On a SQL Server database, I would like to run an external (Python) script whenever a new row is inserted into a table. The Python script needs to process the data from this row.
Is a DML Trigger AFTER INSERT a save method to use here? I saw several warnings/discouragements in other questions (see, e.g., How to run a script on every insert or Trigger script when SQL Data changes). From what I understand so far, the script may fail when the INSERT is not yet commited because then the script cannot see/load the row? However, as I understand the example in https://www.mssqltips.com/sqlservertip/5909/sql-server-trigger-example/, during the execution of the trigger there exists a virtual table named inserted that holds the data being affected by the trigger execution. So technically, I should be able to pass the row that the Python script needs by retrieving it directly from this inserted table?
I am new to triggers which is why I am asking - so thank you for any clarifaction on best practices here! :)

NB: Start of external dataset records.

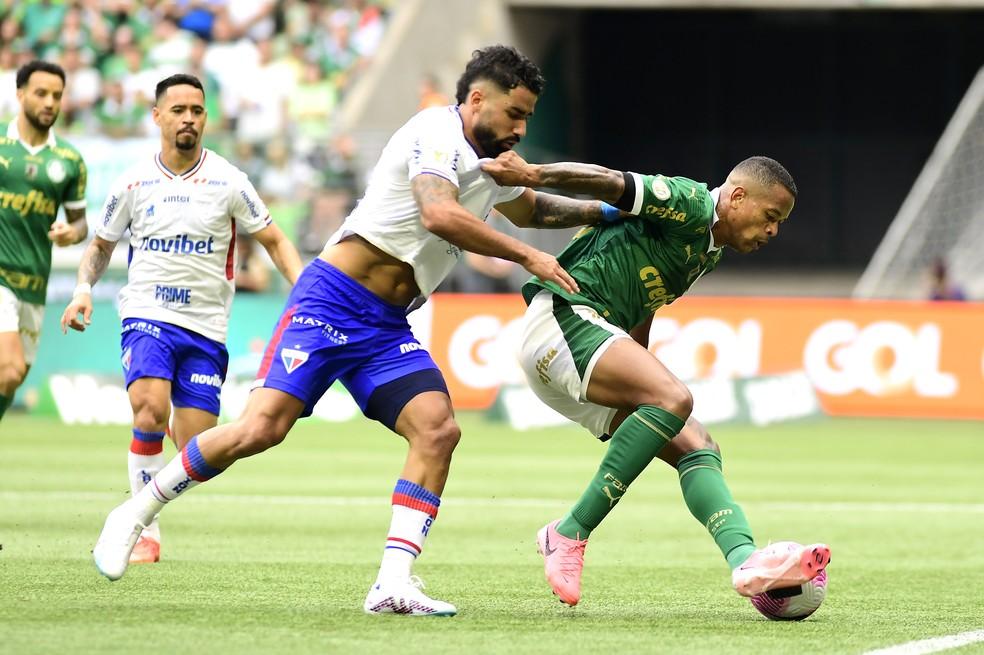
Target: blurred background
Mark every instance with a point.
(875, 107)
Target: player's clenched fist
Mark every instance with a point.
(547, 268)
(81, 304)
(509, 169)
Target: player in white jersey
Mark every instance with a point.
(182, 207)
(346, 317)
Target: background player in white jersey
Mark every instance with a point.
(182, 207)
(346, 317)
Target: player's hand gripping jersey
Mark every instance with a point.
(182, 239)
(432, 142)
(629, 269)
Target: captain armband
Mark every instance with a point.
(627, 200)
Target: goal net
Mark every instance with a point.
(942, 218)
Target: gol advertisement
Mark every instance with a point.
(864, 358)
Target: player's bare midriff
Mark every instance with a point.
(381, 273)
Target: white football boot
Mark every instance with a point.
(120, 533)
(405, 598)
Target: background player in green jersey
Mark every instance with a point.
(585, 353)
(38, 173)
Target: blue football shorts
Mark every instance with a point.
(195, 365)
(333, 328)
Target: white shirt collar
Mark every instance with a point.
(715, 193)
(14, 133)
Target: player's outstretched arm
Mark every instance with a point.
(541, 210)
(281, 251)
(509, 169)
(443, 215)
(95, 261)
(73, 231)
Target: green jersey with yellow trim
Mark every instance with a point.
(629, 269)
(33, 184)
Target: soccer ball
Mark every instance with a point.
(792, 603)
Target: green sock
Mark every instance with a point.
(709, 500)
(634, 444)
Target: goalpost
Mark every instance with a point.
(941, 218)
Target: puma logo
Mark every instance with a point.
(547, 550)
(611, 499)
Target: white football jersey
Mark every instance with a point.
(432, 142)
(181, 266)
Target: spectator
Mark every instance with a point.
(116, 116)
(430, 95)
(941, 286)
(263, 113)
(81, 86)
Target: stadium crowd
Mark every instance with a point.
(274, 73)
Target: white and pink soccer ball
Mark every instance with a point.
(792, 603)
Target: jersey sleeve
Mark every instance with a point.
(673, 202)
(117, 212)
(246, 206)
(74, 197)
(433, 151)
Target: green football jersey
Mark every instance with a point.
(629, 269)
(32, 187)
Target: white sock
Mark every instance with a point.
(185, 471)
(405, 541)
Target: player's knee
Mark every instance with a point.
(150, 416)
(12, 374)
(705, 441)
(440, 440)
(256, 434)
(676, 399)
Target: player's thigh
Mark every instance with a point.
(146, 352)
(557, 352)
(200, 366)
(150, 402)
(400, 386)
(12, 354)
(189, 422)
(627, 375)
(20, 332)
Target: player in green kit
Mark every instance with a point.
(585, 354)
(38, 173)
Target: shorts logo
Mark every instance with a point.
(213, 380)
(327, 330)
(292, 359)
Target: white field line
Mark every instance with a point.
(934, 645)
(490, 502)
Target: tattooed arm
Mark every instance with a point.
(95, 261)
(443, 215)
(509, 169)
(549, 211)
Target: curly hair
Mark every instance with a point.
(24, 72)
(504, 65)
(767, 171)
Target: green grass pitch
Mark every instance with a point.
(276, 555)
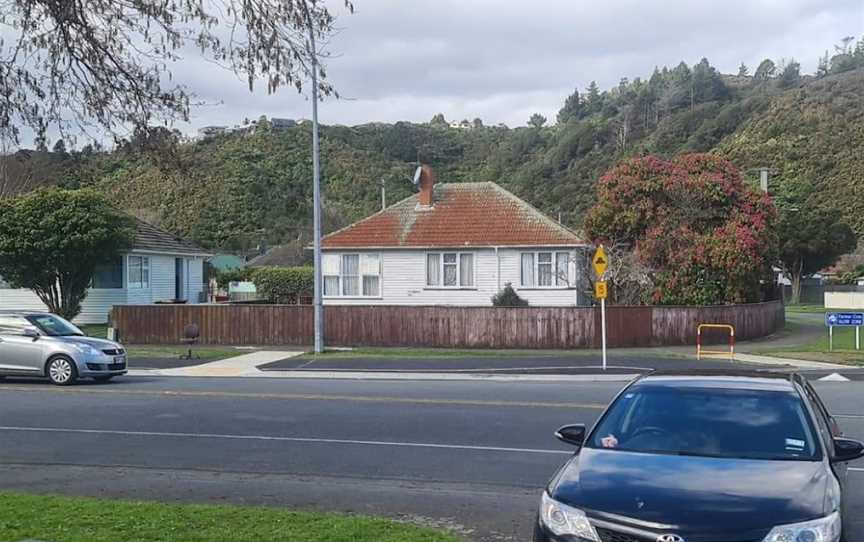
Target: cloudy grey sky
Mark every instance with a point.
(502, 60)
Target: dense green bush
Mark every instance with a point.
(508, 297)
(283, 284)
(240, 274)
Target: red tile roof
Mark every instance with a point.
(462, 214)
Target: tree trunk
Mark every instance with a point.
(796, 282)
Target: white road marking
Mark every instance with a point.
(834, 377)
(283, 439)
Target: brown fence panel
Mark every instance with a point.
(439, 327)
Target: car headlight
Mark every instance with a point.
(826, 529)
(565, 520)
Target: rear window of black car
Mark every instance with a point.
(733, 423)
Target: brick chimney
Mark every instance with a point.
(427, 183)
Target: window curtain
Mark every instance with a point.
(544, 269)
(450, 274)
(433, 270)
(466, 270)
(330, 270)
(351, 274)
(370, 267)
(562, 265)
(528, 269)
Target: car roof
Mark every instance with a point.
(744, 379)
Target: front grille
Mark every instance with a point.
(612, 536)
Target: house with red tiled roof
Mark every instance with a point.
(454, 244)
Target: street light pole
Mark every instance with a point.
(316, 196)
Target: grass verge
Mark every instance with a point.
(818, 350)
(806, 308)
(68, 519)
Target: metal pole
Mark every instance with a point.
(316, 196)
(603, 329)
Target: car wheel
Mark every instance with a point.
(61, 371)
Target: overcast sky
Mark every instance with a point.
(502, 60)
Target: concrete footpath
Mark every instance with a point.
(580, 367)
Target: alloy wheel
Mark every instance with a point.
(60, 371)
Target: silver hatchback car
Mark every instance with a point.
(43, 344)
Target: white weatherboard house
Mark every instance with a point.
(160, 267)
(454, 244)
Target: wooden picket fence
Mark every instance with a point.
(440, 327)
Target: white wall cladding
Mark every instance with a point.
(403, 280)
(98, 303)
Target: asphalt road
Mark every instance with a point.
(470, 456)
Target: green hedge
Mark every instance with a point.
(283, 284)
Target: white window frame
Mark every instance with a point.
(144, 266)
(458, 285)
(360, 274)
(568, 280)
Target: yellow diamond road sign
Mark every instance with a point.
(600, 290)
(600, 261)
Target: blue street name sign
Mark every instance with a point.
(844, 319)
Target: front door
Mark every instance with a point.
(179, 279)
(18, 353)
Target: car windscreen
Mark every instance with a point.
(54, 326)
(734, 423)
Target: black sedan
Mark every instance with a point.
(703, 457)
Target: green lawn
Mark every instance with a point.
(806, 308)
(67, 519)
(817, 350)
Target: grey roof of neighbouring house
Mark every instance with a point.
(151, 239)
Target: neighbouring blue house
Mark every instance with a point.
(159, 267)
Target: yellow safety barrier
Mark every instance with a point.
(700, 352)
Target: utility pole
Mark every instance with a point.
(316, 194)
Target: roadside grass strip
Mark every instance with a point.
(70, 519)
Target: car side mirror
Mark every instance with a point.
(846, 449)
(571, 434)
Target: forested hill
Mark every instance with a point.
(233, 191)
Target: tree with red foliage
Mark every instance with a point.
(706, 237)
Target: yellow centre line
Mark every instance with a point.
(309, 397)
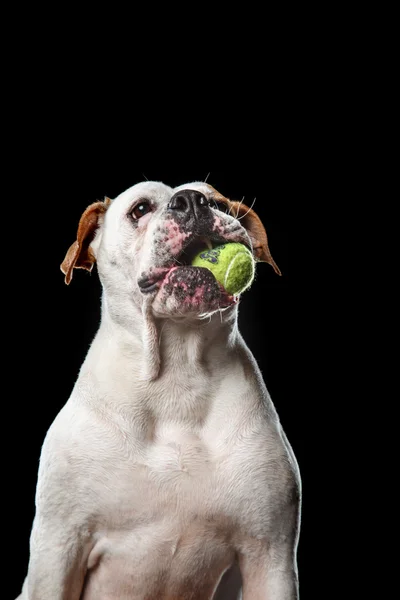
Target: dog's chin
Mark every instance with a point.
(190, 292)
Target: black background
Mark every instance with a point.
(56, 323)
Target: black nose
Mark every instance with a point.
(189, 201)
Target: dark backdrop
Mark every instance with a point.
(54, 324)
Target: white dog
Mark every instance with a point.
(166, 476)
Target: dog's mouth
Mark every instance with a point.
(182, 264)
(187, 255)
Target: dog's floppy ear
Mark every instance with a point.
(80, 255)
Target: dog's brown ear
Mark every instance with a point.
(80, 255)
(254, 227)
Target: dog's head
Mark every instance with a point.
(145, 239)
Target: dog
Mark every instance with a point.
(166, 475)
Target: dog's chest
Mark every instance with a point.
(176, 472)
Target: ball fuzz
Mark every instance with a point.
(231, 264)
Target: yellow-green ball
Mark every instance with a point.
(231, 264)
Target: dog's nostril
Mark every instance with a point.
(201, 200)
(179, 202)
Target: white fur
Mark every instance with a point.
(155, 479)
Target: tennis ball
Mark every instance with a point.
(231, 264)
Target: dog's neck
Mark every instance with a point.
(161, 344)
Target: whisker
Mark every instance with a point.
(252, 204)
(237, 212)
(162, 329)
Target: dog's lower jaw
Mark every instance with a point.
(155, 325)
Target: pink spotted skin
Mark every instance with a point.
(178, 287)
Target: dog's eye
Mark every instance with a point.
(222, 207)
(141, 209)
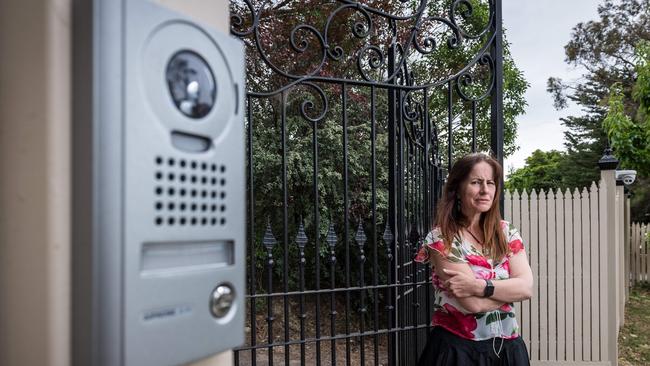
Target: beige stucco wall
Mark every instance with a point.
(35, 111)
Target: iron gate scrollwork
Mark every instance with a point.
(355, 111)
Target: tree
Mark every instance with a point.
(608, 49)
(605, 48)
(630, 135)
(543, 171)
(290, 39)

After some testing, I found that the following trigger seems to successfully pass the row from the inserted table to an external Python (SQL Server Machine-Learning-Services) script:
CREATE TRIGGER index_new_row
ON dbo.triggertesttable
AFTER INSERT
AS
DECLARE #new_row nvarchar(max) = (SELECT * FROM inserted FOR JSON AUTO);
EXEC sp_execute_external_script #language =N'Python',
#script=N'
import pandas as pd
OutputDataSet = pd.read_json(new_row)
',
#params = N'#new_row nvarchar(max)',
#new_row = #new_row
GO
When testing this with an insert on dbo.triggertesttable, this demo Python script works like a select statement on the inserted table, so it returns all rows that were inserted.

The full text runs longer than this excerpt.